Recursive Calls: Recursively flatten the left and right subtrees.
Linking:
- Find the rightmost node of the left subtree (rightmostLeft). This will be the last node in the flattened left subtree.
- If the left subtree exists, link its rightmost node to the root: rightmostLeft.right = root.
- Find the leftmost node of the right subtree (leftmostRight). This will be the first node in the flattened right subtree.
- Link the root to the leftmost node of the right subtree: root.right = leftmostRight.
Return: To simplify the linking process, we return the rightmost node of the flattened subtree. This allows for easy chaining during the recursive calls.

Code

/**
 * Definition for a binary tree node.
 * public class TreeNode {
 *     public int val;
 *     public TreeNode left;
 *     public TreeNode right;
 *     public TreeNode(int val=0, TreeNode left=null, TreeNode right=null) {
 *         this.val = val;
 *         this.left = left;
 *         this.right = right;
 *     }
 * }
 */
public class Solution {
    public void Flatten(TreeNode root) {
        helper(root);
    }

    private TreeNode helper(TreeNode root) {
        if (root == null) return null;

        TreeNode leftmostRight = helper(root.right);
        TreeNode rightmostLeft = helper(root.left);

        if (rightmostLeft != null) {
            rightmostLeft.right = root.right;
            root.right = root.left;
            root.left = null;
        }

        return leftmostRight != null ? leftmostRight : rightmostLeft != null ? rightmostLeft : root;
    }
}

Complexity

Time Complexity: O(N), where N is the number of nodes in the tree.
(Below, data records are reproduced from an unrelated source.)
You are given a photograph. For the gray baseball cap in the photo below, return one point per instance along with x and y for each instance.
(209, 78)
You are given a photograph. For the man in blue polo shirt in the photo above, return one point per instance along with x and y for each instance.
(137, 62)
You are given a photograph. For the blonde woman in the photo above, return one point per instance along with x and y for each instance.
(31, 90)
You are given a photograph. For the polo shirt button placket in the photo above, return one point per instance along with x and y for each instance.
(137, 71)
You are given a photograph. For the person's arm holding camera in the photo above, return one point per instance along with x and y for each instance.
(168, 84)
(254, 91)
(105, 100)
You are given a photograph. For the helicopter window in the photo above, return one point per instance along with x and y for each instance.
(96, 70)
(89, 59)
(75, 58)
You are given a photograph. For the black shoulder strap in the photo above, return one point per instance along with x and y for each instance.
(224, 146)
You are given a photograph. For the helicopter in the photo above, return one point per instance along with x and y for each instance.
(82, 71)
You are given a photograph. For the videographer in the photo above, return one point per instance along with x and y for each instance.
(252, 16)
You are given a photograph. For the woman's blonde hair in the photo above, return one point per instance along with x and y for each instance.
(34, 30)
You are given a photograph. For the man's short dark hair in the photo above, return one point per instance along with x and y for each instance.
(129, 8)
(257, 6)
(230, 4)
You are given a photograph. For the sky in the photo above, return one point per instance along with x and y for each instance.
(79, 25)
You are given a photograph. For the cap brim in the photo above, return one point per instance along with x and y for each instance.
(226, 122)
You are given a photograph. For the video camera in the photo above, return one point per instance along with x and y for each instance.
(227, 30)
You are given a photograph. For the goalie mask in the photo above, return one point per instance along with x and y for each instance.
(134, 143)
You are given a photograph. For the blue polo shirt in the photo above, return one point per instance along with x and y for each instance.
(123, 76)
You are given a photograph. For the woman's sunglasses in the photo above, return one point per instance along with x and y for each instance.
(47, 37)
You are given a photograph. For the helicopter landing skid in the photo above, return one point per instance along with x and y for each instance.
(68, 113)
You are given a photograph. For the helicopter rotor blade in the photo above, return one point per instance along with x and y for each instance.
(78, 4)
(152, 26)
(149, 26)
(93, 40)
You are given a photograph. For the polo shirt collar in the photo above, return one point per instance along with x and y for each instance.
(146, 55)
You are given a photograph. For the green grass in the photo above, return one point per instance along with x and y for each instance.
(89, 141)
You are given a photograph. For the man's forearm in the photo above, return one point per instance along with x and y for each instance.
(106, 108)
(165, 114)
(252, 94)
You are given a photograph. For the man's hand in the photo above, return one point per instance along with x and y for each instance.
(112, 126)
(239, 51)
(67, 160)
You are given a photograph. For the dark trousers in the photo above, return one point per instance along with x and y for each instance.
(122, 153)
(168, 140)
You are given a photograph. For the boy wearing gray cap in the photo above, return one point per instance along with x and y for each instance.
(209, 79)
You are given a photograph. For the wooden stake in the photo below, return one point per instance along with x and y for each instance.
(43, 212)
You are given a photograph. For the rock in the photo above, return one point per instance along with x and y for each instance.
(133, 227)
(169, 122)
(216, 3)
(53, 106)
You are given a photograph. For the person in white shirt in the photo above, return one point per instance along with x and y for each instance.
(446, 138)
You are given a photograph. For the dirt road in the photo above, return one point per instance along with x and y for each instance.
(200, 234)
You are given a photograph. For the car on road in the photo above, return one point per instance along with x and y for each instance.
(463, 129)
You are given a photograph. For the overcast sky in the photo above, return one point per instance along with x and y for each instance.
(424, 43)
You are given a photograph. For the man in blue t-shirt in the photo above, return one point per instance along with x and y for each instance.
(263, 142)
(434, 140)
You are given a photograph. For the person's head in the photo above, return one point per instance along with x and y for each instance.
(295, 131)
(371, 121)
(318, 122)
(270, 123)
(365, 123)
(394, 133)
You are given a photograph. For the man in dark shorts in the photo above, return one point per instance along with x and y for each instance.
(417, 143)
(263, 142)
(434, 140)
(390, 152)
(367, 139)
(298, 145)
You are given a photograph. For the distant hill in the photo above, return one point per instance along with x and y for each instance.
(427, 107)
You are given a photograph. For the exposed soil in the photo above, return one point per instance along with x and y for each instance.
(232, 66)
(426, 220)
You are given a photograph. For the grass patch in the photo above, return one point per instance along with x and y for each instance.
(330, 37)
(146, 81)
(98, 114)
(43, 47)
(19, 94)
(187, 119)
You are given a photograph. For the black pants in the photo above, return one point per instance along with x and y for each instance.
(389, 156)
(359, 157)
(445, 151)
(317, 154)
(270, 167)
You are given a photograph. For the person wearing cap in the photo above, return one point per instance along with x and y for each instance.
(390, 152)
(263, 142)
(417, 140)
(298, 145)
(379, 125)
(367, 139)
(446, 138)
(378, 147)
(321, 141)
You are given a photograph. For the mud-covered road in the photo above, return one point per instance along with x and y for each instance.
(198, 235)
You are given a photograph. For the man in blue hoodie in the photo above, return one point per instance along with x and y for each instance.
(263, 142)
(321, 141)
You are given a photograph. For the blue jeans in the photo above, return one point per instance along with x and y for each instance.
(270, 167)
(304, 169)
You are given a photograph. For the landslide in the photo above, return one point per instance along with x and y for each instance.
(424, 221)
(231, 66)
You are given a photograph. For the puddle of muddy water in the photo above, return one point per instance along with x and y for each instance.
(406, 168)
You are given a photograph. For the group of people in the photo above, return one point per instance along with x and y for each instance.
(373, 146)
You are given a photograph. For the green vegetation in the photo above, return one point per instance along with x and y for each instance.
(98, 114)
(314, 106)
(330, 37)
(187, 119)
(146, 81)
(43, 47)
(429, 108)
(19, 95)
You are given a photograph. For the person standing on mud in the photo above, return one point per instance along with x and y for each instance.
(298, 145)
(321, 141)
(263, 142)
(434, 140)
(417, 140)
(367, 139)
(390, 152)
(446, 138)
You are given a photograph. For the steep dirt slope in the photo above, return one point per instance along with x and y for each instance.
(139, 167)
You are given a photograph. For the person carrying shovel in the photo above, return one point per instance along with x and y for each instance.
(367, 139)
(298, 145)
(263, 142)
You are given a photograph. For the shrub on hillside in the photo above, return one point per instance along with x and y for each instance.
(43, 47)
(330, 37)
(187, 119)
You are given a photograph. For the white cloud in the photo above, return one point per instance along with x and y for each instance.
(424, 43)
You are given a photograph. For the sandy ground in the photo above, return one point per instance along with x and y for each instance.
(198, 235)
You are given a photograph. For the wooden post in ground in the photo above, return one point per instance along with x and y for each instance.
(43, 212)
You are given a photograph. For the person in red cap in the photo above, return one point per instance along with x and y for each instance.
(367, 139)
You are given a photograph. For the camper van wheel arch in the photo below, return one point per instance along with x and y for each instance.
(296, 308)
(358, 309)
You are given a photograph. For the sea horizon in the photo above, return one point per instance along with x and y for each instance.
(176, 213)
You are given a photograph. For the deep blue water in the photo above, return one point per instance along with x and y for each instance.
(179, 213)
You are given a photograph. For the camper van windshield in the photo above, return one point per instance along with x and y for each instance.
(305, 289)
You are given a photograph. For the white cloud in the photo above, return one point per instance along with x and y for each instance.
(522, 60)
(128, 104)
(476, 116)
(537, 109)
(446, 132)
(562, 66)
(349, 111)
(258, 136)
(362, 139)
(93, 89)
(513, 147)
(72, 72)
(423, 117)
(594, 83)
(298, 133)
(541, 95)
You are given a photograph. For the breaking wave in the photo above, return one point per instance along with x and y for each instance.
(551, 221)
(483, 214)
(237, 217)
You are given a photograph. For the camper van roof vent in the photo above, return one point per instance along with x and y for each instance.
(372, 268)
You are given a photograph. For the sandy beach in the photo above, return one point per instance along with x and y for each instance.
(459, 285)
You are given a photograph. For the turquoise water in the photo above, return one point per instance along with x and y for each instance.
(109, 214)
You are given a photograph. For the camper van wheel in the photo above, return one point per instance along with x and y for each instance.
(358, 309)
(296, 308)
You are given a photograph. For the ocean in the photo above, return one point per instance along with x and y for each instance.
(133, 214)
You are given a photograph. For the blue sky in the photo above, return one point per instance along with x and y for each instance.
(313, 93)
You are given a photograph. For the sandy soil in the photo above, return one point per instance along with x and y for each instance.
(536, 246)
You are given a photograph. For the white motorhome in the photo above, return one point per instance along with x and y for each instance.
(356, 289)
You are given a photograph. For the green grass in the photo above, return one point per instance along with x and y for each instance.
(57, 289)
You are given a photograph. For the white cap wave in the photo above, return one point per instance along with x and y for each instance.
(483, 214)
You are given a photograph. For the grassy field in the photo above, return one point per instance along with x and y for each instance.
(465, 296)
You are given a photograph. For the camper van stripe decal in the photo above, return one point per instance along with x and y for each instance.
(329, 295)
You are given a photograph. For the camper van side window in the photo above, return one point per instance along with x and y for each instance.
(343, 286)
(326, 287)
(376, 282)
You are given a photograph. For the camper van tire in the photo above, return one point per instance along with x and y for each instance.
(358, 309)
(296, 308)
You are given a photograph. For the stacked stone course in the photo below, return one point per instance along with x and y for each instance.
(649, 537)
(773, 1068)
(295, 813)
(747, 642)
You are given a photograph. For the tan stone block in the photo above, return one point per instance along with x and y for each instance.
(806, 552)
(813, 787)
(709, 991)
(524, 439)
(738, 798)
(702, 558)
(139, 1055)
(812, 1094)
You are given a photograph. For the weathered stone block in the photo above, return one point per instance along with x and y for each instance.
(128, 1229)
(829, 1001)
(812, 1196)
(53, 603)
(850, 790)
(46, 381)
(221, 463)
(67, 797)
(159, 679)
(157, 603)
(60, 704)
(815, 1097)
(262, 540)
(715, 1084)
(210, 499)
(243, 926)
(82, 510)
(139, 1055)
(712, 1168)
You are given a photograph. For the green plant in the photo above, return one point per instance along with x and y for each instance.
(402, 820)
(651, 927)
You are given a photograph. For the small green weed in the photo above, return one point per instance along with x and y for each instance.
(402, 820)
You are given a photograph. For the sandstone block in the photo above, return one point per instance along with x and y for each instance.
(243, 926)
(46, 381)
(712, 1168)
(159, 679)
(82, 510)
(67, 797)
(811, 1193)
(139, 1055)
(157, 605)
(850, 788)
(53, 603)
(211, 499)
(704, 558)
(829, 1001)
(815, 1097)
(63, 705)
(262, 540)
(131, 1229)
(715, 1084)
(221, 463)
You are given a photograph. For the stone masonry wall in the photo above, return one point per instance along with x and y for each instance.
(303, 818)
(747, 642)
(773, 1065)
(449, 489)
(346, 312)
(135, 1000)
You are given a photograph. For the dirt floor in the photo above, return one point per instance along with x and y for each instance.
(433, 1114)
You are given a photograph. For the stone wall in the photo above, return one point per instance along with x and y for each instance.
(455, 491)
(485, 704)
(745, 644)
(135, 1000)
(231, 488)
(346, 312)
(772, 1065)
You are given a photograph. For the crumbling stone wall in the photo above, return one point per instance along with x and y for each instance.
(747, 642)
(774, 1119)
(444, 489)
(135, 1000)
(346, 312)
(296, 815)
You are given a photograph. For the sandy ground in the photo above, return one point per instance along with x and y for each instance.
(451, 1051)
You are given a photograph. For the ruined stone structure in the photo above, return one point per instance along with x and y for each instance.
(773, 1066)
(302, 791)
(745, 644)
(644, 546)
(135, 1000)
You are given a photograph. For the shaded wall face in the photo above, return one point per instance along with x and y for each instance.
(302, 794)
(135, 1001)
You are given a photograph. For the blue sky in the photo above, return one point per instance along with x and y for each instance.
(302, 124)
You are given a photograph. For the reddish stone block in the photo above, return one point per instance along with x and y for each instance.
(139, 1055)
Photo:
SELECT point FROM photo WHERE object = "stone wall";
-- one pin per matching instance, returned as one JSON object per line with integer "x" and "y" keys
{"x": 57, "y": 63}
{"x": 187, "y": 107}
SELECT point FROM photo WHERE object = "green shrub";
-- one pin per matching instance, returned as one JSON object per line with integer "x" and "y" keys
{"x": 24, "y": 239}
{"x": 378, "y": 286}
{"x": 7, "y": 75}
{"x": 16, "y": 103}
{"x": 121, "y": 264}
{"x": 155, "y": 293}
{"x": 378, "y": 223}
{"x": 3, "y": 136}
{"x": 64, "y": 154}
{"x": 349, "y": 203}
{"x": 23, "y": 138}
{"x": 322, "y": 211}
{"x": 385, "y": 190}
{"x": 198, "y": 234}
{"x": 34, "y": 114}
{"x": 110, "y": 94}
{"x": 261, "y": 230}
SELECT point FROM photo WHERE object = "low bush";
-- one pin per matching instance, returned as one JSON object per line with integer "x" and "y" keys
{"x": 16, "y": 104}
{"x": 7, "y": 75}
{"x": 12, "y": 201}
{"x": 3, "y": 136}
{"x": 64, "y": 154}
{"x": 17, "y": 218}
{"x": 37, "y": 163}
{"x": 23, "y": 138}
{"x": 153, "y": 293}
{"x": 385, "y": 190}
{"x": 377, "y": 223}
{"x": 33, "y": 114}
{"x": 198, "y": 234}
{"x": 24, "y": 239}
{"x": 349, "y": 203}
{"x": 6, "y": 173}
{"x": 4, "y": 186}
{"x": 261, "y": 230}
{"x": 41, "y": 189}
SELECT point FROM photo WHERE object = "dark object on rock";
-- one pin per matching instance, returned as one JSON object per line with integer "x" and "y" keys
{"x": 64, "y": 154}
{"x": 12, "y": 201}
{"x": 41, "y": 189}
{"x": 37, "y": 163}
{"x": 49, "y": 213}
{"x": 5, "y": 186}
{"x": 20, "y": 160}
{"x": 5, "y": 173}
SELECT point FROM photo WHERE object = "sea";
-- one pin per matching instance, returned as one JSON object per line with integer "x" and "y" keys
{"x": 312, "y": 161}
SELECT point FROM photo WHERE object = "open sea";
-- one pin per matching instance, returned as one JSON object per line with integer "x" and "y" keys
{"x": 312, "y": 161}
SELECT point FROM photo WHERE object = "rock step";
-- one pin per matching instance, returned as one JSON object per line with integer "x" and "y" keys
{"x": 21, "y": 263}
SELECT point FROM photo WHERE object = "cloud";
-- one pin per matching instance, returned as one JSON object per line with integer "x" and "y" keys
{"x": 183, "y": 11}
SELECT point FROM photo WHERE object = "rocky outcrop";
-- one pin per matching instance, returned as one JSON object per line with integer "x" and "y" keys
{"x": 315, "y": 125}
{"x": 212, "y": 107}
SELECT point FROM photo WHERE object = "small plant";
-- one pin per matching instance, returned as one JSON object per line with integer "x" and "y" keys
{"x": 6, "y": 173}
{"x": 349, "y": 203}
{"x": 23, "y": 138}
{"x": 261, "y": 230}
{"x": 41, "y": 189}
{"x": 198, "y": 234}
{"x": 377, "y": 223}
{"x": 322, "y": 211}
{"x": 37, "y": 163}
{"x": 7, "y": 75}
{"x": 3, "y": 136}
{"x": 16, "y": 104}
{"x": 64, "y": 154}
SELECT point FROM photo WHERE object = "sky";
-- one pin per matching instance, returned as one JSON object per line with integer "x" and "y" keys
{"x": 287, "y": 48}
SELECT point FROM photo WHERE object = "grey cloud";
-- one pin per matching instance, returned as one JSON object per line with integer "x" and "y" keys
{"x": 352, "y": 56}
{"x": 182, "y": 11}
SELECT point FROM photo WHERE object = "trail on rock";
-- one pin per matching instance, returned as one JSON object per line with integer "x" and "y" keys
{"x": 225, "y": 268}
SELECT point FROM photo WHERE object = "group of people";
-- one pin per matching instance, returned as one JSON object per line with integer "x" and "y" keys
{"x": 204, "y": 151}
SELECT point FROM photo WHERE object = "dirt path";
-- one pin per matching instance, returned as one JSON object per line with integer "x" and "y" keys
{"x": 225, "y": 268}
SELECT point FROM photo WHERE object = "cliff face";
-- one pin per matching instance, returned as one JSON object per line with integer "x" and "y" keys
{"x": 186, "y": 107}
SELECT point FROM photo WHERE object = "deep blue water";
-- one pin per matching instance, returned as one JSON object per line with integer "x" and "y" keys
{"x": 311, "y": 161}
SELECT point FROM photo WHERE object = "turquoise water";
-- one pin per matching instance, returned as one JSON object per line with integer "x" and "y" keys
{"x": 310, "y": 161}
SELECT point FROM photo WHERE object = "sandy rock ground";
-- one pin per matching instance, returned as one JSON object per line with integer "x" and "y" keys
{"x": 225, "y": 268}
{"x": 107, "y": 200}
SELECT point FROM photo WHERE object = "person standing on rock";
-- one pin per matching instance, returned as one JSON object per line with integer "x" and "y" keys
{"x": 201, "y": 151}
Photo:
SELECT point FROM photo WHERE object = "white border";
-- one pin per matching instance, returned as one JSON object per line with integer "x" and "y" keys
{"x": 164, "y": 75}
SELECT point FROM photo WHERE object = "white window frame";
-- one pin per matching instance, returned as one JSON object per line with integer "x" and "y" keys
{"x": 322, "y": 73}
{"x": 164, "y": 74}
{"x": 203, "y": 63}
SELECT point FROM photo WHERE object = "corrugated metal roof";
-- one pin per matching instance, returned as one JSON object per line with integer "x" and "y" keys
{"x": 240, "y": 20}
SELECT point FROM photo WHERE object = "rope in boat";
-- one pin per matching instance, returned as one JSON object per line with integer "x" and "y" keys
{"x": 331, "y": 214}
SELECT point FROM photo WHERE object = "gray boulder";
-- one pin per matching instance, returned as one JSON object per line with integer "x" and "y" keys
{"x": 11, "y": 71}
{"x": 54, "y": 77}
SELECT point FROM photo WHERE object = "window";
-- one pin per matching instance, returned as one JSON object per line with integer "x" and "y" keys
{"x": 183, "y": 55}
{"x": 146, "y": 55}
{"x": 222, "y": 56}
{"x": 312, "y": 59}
We visit each node once during the post-order traversal.
Space Complexity: O(H), where H is the height of the tree. This is due to the recursive call stack. In the worst case (a skewed tree), H could be N, resulting in O(N) space complexity. However, in an average case, the height is much less than N. An iterative approach can reduce this to O(1) space complexity.